Figuring it was just about time for us both to suck it up and stop wallowing—or, at least, to make a show of it, I cleared my throat and forced a wooden smile. “Hey, Kit-Kat …”
I waited for her to glance my way. I could practically see the dark cloud raining down on her.
“I’m going to head down and check on Tarsi. Come with me?” The four-year-old was still comatose, but neither Neffe nor Aset could say for certain whether Tarset could or couldn’t sense us when we visited her. I chose to assume she knew we were there and therefore visited her often, sometimes reading to her, sometimes just talking to her, and sometimes simply sitting there, holding her hand. It helped to pass the time. But even more so, it felt right.
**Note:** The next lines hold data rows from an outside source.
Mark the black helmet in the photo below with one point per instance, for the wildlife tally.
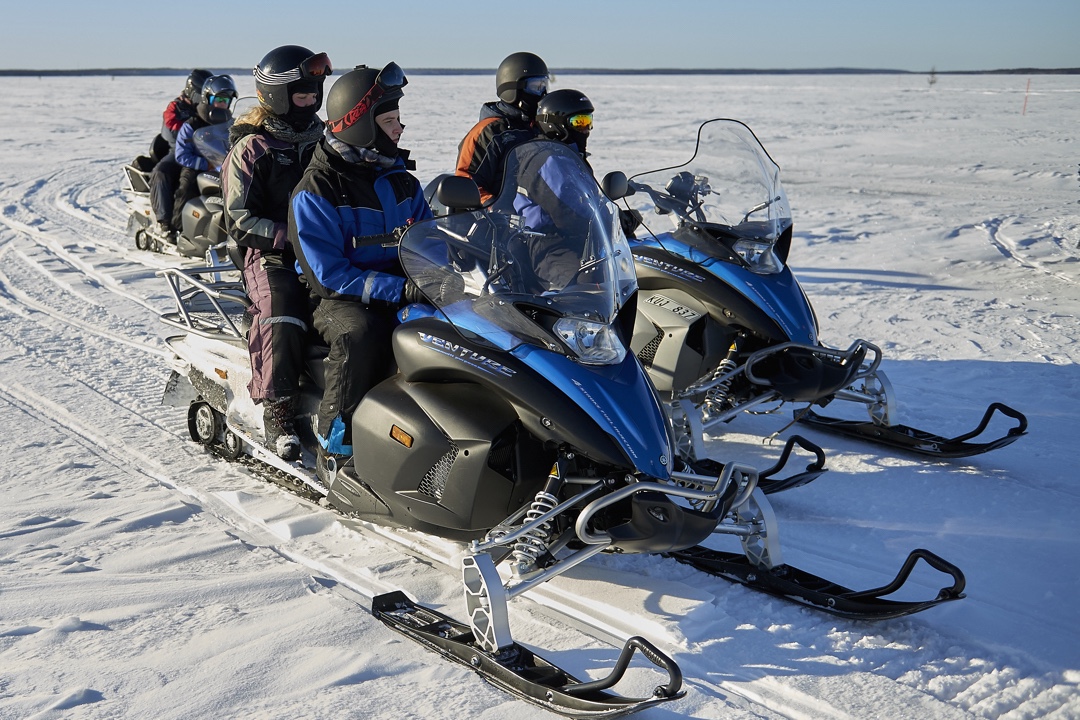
(193, 86)
(555, 111)
(360, 95)
(510, 80)
(286, 70)
(216, 86)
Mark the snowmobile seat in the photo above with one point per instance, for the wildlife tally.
(210, 184)
(159, 148)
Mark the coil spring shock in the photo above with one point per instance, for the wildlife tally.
(534, 543)
(715, 397)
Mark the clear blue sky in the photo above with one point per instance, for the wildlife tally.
(904, 35)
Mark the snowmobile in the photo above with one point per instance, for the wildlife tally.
(724, 326)
(202, 234)
(517, 425)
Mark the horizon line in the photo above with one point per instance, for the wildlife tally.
(572, 70)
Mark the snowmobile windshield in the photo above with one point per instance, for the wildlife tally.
(544, 265)
(212, 143)
(726, 200)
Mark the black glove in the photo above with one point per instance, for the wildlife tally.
(630, 220)
(412, 294)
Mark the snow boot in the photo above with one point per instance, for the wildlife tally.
(278, 429)
(165, 232)
(327, 463)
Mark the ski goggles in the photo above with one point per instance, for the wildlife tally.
(537, 85)
(316, 66)
(390, 78)
(581, 122)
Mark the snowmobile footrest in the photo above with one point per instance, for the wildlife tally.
(523, 674)
(807, 589)
(770, 485)
(921, 442)
(766, 479)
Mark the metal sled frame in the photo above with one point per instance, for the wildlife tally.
(202, 308)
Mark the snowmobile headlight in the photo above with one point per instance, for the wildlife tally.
(758, 255)
(594, 343)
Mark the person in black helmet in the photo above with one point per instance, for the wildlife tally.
(355, 200)
(521, 81)
(214, 108)
(567, 116)
(271, 145)
(166, 172)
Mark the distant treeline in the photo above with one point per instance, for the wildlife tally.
(183, 71)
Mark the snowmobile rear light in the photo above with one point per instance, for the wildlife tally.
(581, 122)
(594, 343)
(401, 436)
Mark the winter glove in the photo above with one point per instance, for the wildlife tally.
(630, 220)
(412, 294)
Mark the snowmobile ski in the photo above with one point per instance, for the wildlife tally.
(520, 671)
(921, 442)
(808, 589)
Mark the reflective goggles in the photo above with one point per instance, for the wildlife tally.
(390, 78)
(581, 122)
(316, 66)
(536, 85)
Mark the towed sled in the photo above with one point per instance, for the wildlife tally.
(724, 326)
(517, 425)
(202, 234)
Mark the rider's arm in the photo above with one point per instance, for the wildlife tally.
(240, 182)
(186, 153)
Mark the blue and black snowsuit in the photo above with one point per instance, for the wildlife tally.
(341, 222)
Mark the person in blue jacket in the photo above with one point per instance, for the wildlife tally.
(214, 108)
(346, 216)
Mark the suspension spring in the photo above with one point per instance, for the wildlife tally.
(715, 397)
(534, 543)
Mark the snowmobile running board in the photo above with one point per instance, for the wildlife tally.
(518, 671)
(813, 592)
(921, 442)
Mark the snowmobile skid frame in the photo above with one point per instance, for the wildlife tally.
(921, 442)
(520, 671)
(810, 591)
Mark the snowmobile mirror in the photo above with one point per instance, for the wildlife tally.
(616, 186)
(458, 193)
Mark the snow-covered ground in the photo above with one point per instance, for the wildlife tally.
(142, 576)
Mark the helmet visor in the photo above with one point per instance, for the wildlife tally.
(316, 66)
(536, 85)
(581, 122)
(391, 77)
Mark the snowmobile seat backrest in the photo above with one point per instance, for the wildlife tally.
(160, 147)
(234, 252)
(210, 184)
(138, 175)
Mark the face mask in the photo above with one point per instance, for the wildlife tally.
(300, 118)
(385, 146)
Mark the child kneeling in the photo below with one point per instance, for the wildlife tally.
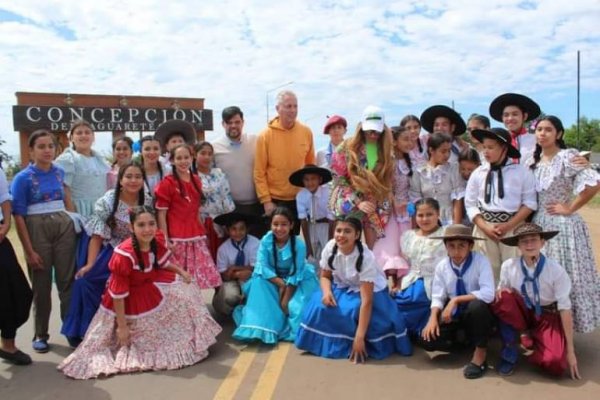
(533, 294)
(463, 287)
(352, 316)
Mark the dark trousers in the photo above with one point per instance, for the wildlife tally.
(290, 205)
(474, 324)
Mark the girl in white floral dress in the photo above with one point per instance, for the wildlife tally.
(563, 188)
(216, 194)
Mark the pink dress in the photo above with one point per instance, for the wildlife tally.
(169, 324)
(185, 230)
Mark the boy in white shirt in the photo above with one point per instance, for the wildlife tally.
(312, 203)
(533, 298)
(235, 260)
(462, 289)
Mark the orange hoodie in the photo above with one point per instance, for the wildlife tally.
(280, 152)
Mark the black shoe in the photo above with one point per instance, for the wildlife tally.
(16, 358)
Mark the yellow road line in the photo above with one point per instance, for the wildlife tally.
(238, 371)
(268, 379)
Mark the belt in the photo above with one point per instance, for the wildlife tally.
(496, 216)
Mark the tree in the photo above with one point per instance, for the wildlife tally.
(589, 135)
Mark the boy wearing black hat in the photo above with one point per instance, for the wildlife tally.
(533, 294)
(235, 260)
(500, 195)
(312, 201)
(461, 291)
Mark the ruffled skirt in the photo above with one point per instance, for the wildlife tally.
(176, 334)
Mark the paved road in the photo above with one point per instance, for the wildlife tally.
(235, 371)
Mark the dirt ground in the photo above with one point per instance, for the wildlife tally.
(236, 371)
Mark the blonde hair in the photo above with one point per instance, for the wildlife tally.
(379, 181)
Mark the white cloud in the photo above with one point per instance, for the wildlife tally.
(342, 55)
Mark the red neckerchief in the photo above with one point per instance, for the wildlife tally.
(514, 140)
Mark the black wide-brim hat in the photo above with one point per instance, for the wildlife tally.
(514, 99)
(234, 216)
(429, 115)
(297, 176)
(186, 129)
(500, 135)
(527, 229)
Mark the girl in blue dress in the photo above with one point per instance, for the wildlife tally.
(281, 284)
(352, 316)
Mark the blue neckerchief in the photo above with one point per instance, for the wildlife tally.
(534, 283)
(240, 259)
(460, 284)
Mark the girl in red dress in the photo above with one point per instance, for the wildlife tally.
(148, 319)
(178, 198)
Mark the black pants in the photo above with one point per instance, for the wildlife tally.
(290, 205)
(475, 323)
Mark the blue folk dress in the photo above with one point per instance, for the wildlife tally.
(87, 291)
(329, 331)
(261, 317)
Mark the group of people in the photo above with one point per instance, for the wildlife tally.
(436, 239)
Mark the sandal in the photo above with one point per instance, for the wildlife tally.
(16, 358)
(474, 371)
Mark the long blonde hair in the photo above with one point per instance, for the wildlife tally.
(379, 181)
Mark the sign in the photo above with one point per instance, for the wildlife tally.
(59, 119)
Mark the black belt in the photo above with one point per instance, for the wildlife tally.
(497, 217)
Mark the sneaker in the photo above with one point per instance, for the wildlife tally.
(505, 368)
(40, 345)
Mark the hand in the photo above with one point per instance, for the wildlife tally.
(572, 361)
(431, 330)
(186, 276)
(448, 310)
(123, 335)
(367, 207)
(359, 352)
(82, 271)
(269, 207)
(503, 290)
(558, 209)
(34, 261)
(328, 299)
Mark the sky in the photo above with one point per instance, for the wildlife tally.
(337, 56)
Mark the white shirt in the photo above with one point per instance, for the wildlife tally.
(345, 274)
(478, 280)
(519, 190)
(554, 283)
(304, 203)
(227, 253)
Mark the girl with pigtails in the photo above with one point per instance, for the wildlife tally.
(178, 198)
(142, 295)
(352, 316)
(104, 230)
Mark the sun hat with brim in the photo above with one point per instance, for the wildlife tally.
(500, 135)
(231, 218)
(186, 129)
(334, 120)
(429, 115)
(527, 229)
(297, 176)
(514, 99)
(373, 119)
(457, 232)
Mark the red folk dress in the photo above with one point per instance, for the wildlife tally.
(185, 230)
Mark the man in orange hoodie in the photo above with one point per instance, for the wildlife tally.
(283, 147)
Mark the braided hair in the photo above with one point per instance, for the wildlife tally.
(357, 225)
(110, 221)
(396, 132)
(557, 124)
(133, 215)
(287, 214)
(193, 176)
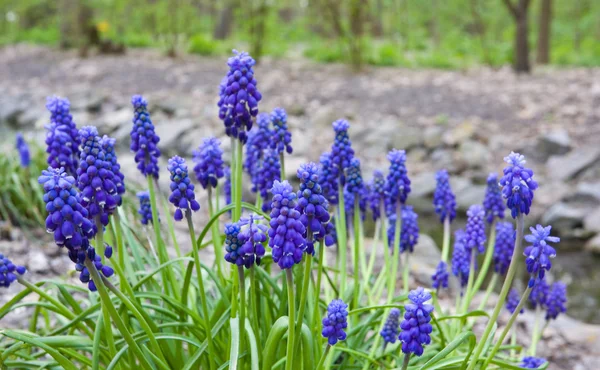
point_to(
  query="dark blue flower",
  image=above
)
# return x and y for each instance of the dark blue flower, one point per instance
(23, 149)
(391, 328)
(440, 278)
(108, 145)
(512, 301)
(556, 301)
(182, 190)
(517, 185)
(9, 271)
(281, 138)
(95, 178)
(504, 247)
(341, 151)
(145, 207)
(286, 232)
(532, 362)
(144, 141)
(444, 200)
(335, 322)
(539, 294)
(397, 182)
(492, 202)
(416, 327)
(475, 230)
(239, 96)
(539, 253)
(209, 167)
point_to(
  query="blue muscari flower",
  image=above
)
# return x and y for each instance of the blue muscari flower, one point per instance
(108, 145)
(556, 301)
(335, 322)
(252, 237)
(416, 328)
(329, 178)
(539, 294)
(512, 301)
(444, 200)
(286, 230)
(341, 150)
(239, 97)
(209, 167)
(475, 230)
(182, 190)
(532, 362)
(23, 149)
(492, 202)
(144, 141)
(9, 271)
(95, 178)
(397, 182)
(62, 136)
(391, 328)
(312, 205)
(440, 278)
(376, 194)
(268, 174)
(461, 259)
(145, 207)
(281, 137)
(504, 247)
(539, 253)
(517, 185)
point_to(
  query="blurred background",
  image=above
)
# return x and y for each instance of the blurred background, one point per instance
(458, 84)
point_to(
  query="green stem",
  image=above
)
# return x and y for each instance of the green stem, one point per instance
(512, 270)
(509, 325)
(291, 314)
(207, 326)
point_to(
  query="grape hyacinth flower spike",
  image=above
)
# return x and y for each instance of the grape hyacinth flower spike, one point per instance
(416, 327)
(9, 271)
(539, 253)
(239, 96)
(209, 165)
(144, 141)
(182, 190)
(23, 149)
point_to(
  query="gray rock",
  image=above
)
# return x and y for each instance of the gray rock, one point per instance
(569, 166)
(553, 143)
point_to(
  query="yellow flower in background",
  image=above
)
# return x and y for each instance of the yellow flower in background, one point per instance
(102, 27)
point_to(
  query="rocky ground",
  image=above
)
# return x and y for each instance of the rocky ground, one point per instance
(463, 121)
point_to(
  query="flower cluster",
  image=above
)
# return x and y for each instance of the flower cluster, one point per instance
(335, 322)
(539, 253)
(556, 301)
(391, 327)
(397, 183)
(239, 96)
(23, 149)
(416, 328)
(8, 271)
(144, 141)
(444, 200)
(182, 190)
(475, 230)
(504, 247)
(286, 232)
(95, 177)
(492, 202)
(281, 138)
(209, 167)
(145, 207)
(517, 184)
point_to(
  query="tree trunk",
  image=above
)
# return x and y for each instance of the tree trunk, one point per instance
(543, 46)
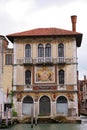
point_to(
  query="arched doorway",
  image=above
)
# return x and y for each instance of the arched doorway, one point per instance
(27, 105)
(44, 106)
(62, 105)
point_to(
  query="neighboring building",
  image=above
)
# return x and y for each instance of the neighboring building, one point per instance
(5, 73)
(45, 71)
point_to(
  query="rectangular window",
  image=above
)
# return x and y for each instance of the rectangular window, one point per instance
(8, 59)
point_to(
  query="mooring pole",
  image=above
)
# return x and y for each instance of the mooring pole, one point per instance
(11, 115)
(36, 120)
(32, 117)
(1, 115)
(6, 116)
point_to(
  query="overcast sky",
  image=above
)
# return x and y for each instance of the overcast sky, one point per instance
(22, 15)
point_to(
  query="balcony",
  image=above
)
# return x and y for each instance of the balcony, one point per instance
(46, 60)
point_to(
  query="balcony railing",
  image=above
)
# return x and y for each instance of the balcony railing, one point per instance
(27, 60)
(46, 60)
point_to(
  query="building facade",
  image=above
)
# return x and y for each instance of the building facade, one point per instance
(45, 71)
(5, 73)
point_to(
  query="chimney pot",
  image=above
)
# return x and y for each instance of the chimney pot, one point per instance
(74, 20)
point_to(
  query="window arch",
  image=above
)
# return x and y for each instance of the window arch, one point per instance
(40, 50)
(48, 50)
(28, 50)
(28, 77)
(61, 50)
(61, 76)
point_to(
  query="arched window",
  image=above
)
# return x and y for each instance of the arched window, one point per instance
(48, 50)
(28, 77)
(61, 50)
(61, 77)
(28, 50)
(27, 105)
(40, 50)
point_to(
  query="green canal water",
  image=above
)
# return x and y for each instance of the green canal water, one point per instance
(82, 126)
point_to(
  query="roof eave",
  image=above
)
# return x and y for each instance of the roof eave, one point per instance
(77, 36)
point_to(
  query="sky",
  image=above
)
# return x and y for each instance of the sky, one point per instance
(23, 15)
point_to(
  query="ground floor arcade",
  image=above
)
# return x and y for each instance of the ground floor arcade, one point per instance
(46, 104)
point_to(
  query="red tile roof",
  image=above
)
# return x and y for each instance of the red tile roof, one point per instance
(44, 32)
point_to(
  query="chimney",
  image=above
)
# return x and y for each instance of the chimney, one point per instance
(73, 20)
Kat’s long mane of curly chestnut hair was knotted into a messy bun atop her head, and the stray curls sticking out here and there would’ve lent her a wild, wacky appearance had the usual sparkle shone in her brown eyes. But the glassy, dull gleam, the faraway stare despite looking directly at me, made her simply look wrung-out.
“Sure,” she said with a halfhearted shrug.
Stretching and groaning, I hauled myself up off the sofa, earning disinterested glances from the cats for disturbing their sunbathing. Kat rose as well and had to fish around the floor for a moment to recapture her lost slipper. She dragged her feet as she followed me into the entryway, the rubber bottoms of her slippers marking her path with a shsh-shsh-shsh.
“Lex!”
I sucked in a breath and clutched at my chest with one hand, flinging my other arm out in front of Kat like my mom always did when she had to brake suddenly.